You've hit on a bit of a weird one here, as the series in question technically had six stars, and these three only came later.

"The Name of the Game" was an NBC drama that premiered in 1968 and followed the goings on at the fictitious Howard Publications company. The first two seasons had three different stars -- Gene Barry, Robert Stack and Anthony Franciosa. Each episode would feature one of them; only occasionally would two appear together, and all three never shared the screen.

It was a clever device that allowed the show to cover a lot of ground. Barry played the company's publisher, Glenn Howard, and his episodes focused on his glitzy, high-class life.

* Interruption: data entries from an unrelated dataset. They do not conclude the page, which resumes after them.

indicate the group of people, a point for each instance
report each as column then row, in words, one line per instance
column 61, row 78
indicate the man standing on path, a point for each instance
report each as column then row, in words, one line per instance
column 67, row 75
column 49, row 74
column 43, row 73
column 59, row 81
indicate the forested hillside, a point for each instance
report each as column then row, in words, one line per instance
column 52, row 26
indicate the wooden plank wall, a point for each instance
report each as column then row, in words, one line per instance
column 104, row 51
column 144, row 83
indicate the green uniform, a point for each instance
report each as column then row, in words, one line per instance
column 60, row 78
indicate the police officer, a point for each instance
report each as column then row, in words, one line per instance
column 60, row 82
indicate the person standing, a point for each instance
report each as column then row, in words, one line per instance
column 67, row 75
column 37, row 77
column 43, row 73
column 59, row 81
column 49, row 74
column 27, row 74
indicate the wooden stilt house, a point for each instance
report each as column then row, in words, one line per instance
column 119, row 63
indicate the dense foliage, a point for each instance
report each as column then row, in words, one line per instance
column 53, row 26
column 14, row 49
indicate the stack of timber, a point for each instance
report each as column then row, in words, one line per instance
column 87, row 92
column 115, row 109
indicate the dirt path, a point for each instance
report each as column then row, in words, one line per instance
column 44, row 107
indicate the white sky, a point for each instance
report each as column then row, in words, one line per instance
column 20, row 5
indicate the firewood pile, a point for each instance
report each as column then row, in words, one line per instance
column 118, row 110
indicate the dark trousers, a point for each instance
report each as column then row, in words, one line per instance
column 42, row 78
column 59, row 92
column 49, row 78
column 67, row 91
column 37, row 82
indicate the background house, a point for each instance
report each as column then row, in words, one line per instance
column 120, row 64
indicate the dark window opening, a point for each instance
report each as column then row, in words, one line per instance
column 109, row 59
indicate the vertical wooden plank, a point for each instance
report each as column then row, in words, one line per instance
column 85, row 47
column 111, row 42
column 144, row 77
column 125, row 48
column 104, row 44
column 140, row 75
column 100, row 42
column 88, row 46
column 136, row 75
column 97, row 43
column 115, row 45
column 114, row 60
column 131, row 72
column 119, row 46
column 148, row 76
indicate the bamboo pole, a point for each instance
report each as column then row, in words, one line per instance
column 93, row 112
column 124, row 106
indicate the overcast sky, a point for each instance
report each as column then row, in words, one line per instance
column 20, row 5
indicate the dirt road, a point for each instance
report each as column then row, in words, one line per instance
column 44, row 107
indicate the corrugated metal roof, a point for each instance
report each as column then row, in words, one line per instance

Stack played the editor of the company's Crime magazine who was waging a war in print against organized crime, while Franciosa was a crusading investigative reporter for another magazine, People (this was before the launch of the real-world People magazine).

But as strange as that setup was, it would get stranger in the third season, when Franciosa left (most reports say fired). His spot in the rotation was filled by three more actors -- Peter Falk, Robert Culp and Robert Wagner -- who would also appear in a rotation.

This setup apparently didn't work out so well as the show was cancelled the following spring.

This must have left Franciosa feeling vindicated, and more than a little smug. After all, the whole series was based on the 1966 telefilm "Fame is the Name of the Game," which starred only Franciosa as his investigative journalist character.